In un momento di buonumore, il proprietario della casa gli aveva insegnato a giocare a scacchi e, spesso, lo costringeva a lunghe partite con lui.
Aveva sopportato quel tormento con pazienza, ma non poteva dire di non apprezzare quel gioco.
Va bene. Vado a prendere la scacchiera che ho in camera. – mormorò l’ex portiere dell’Amburgo.
Si alzò dal letto e uscì dalla cucina.


Qualche istante dopo, tornò e, tra le mani, stringeva una valigetta di forma vagamente rettangolare.
La posò sul tavolo, la aprì e, con cautela, estrasse una scacchiera di marmo a riquadri bianchi e verdi.
Poi, con cura, collocò da un lato le pedine verdi, dall’altro quelle bianche.
Vieni. Ora ti mostro cosa fare.
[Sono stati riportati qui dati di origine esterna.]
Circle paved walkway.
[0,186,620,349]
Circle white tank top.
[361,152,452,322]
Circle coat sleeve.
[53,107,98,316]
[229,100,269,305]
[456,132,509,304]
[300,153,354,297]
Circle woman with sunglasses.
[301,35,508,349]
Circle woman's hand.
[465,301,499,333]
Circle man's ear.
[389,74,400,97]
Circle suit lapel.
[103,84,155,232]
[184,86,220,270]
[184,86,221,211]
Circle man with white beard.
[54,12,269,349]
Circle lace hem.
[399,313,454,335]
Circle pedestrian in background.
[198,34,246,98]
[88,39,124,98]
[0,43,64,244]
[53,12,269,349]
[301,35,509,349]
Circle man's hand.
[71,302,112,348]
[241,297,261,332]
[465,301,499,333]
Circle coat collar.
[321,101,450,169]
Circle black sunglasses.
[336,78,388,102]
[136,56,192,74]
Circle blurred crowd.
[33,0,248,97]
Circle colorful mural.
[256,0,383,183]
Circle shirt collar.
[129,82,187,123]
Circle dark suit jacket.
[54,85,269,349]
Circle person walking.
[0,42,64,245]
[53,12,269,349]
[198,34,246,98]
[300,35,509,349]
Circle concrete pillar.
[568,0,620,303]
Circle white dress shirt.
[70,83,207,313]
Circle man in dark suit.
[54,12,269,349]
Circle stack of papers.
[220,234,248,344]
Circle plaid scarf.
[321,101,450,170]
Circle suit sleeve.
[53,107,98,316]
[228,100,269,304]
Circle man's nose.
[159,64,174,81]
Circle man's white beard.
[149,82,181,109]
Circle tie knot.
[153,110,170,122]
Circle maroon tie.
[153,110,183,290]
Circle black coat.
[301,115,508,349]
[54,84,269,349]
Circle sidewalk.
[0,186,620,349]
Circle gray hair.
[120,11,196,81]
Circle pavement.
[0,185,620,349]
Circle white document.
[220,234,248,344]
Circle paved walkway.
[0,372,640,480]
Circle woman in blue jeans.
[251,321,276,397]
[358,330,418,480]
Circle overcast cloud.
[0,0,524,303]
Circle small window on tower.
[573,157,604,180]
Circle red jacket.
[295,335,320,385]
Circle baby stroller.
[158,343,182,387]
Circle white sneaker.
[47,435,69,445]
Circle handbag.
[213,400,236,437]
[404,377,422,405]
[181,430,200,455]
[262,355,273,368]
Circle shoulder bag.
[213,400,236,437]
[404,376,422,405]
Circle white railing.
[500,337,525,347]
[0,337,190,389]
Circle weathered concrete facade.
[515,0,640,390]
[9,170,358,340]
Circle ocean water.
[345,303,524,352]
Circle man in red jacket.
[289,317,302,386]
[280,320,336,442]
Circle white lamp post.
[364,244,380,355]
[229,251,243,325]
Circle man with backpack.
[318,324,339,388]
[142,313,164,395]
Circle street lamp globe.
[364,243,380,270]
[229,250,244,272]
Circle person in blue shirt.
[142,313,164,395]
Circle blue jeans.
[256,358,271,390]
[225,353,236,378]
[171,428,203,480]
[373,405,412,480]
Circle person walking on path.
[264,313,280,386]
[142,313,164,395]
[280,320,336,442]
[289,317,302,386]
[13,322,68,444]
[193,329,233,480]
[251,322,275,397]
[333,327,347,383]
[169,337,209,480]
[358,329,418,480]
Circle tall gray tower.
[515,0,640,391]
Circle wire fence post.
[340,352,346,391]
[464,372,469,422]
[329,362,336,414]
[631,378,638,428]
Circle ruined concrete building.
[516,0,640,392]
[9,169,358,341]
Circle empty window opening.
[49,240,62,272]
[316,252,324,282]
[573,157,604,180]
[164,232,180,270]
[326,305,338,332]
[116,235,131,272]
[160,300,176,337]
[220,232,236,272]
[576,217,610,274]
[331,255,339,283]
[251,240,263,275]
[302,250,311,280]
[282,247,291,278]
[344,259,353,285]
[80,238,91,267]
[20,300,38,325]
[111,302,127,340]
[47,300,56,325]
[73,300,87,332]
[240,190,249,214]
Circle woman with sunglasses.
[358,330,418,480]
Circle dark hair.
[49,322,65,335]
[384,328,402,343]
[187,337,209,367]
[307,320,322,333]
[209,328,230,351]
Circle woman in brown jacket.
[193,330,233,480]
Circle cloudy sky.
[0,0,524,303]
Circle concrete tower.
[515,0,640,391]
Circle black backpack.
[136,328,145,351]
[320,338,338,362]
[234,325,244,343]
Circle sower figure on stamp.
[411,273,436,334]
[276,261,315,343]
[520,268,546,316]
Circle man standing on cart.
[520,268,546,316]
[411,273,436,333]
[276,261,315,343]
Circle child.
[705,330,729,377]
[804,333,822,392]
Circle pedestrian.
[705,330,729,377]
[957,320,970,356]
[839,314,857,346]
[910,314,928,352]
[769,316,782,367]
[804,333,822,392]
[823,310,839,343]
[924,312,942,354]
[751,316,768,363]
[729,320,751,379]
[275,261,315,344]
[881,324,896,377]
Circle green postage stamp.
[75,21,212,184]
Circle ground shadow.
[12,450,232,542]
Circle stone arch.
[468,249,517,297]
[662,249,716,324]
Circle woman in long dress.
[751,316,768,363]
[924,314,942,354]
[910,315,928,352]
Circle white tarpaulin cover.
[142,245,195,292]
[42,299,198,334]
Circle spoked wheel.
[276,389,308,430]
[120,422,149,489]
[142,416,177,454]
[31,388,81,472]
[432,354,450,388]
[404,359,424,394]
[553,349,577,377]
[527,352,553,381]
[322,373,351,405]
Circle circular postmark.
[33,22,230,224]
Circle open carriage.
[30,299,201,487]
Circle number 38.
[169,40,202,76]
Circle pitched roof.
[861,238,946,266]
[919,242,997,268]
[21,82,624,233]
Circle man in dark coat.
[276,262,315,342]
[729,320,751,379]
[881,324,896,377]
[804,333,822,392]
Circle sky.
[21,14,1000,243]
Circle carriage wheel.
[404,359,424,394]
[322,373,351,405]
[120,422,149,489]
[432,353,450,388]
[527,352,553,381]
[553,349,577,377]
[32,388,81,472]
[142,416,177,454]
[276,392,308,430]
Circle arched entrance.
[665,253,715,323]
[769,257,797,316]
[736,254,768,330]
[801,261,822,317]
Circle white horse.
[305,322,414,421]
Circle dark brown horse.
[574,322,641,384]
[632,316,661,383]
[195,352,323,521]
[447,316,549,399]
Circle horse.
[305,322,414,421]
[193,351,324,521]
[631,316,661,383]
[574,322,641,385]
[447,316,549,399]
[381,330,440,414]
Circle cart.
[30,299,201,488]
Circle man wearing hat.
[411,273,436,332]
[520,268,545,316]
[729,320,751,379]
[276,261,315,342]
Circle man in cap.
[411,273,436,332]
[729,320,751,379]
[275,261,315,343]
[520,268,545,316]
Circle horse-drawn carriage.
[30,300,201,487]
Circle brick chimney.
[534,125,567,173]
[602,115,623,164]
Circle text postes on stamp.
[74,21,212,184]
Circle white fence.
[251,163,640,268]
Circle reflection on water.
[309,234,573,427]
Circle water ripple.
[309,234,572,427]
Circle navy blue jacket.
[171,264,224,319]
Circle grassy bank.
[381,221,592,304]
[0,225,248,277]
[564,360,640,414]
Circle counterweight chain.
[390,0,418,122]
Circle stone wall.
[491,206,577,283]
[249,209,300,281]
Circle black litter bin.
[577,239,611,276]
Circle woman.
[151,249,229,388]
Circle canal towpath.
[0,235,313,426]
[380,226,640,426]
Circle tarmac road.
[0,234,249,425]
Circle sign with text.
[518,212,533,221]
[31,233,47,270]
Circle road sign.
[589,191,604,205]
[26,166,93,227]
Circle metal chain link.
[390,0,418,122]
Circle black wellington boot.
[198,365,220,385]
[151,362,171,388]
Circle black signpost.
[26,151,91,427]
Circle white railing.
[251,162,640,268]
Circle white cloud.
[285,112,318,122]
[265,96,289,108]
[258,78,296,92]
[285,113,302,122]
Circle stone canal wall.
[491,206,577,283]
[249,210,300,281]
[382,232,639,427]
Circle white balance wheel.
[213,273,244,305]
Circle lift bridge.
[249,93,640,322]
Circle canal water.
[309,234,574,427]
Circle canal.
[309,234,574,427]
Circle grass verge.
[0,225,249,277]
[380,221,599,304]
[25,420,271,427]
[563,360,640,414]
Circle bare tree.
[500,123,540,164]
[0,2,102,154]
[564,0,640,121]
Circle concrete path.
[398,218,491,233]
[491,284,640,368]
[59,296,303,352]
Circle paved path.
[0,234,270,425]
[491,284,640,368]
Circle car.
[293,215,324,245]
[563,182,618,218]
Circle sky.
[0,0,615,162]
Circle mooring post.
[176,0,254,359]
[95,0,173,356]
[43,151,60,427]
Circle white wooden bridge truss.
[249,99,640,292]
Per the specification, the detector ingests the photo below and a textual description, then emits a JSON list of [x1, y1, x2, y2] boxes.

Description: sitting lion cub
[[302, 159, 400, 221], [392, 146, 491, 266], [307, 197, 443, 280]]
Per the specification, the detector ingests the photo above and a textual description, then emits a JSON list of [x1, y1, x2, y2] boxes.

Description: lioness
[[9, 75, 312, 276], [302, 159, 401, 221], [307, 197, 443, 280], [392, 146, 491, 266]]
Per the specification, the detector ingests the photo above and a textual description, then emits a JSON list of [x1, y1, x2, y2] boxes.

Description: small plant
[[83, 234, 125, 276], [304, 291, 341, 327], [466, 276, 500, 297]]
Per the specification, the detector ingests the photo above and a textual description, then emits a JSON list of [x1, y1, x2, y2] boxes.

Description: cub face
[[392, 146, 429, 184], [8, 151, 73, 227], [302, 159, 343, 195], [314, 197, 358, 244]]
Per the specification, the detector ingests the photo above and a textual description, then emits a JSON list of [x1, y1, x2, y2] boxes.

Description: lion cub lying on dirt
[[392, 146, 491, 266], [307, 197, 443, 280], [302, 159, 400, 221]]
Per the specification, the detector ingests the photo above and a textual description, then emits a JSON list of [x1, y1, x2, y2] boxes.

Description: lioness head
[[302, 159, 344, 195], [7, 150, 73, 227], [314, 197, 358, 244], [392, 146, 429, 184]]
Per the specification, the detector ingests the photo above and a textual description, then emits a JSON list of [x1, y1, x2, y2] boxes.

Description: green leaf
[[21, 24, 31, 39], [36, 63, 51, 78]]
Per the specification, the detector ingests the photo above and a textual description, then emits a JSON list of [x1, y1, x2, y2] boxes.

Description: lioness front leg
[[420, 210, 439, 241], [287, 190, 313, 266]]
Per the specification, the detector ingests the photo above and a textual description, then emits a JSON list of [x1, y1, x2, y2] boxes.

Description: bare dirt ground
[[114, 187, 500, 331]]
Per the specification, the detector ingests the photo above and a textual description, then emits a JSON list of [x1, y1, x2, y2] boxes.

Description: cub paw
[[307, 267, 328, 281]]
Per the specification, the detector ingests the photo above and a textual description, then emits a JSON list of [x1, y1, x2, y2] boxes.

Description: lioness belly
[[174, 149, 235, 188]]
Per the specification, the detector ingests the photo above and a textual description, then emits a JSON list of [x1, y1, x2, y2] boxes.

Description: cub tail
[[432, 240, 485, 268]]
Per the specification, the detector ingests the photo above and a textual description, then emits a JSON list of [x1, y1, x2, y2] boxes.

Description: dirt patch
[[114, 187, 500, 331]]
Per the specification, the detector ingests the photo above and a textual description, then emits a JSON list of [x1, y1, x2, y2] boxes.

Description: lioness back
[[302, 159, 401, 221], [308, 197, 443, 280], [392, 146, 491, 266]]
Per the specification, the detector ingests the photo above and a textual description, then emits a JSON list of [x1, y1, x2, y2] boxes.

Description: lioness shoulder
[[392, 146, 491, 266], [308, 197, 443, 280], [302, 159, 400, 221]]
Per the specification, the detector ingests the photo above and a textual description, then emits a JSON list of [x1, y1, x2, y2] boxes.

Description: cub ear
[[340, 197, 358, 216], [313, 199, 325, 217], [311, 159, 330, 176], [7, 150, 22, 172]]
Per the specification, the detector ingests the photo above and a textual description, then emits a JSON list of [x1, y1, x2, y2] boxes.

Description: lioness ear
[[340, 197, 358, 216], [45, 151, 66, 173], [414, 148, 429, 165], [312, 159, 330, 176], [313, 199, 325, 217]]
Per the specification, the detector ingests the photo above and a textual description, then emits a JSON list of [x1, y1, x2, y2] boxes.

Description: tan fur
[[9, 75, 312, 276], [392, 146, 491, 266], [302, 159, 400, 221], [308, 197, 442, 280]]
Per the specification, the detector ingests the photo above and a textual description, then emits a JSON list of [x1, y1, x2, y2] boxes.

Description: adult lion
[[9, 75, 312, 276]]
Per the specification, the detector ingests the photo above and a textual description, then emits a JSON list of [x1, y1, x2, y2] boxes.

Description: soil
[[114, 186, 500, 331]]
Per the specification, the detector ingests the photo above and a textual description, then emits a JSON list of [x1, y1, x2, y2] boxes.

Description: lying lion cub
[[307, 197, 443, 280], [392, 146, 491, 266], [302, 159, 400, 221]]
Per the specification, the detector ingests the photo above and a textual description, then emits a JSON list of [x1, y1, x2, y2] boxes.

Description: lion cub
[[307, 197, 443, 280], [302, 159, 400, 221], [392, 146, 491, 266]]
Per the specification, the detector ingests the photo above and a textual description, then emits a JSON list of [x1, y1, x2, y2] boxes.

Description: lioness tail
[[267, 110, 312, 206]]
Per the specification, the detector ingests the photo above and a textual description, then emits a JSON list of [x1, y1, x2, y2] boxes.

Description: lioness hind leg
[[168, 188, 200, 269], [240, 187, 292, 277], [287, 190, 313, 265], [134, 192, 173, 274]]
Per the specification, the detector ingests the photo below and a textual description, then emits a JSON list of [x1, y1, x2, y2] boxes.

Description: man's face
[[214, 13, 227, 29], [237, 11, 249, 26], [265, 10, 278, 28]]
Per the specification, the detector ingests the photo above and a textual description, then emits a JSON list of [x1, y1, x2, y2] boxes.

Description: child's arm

Ti trasformerò nel mio rivale anche negli scacchi. – affermò, un mezzo sorriso sulle labbra. Non era guarito, eppure si sentiva sereno.
Avrebbe dovuto aggrapparsi a quei fragili momenti di tranquillità?
Non lo sapeva e non voleva pensarci
Ken accettò e si sedette dall’altra parte del tavolo. Oltre quella maschera, era piacevole vedere un riflesso del suo vecchio rivale.
Una speranza era ancora viva, malgrado la tragedia accaduta in Germania.
Poche ore dopo, la partita cominciò.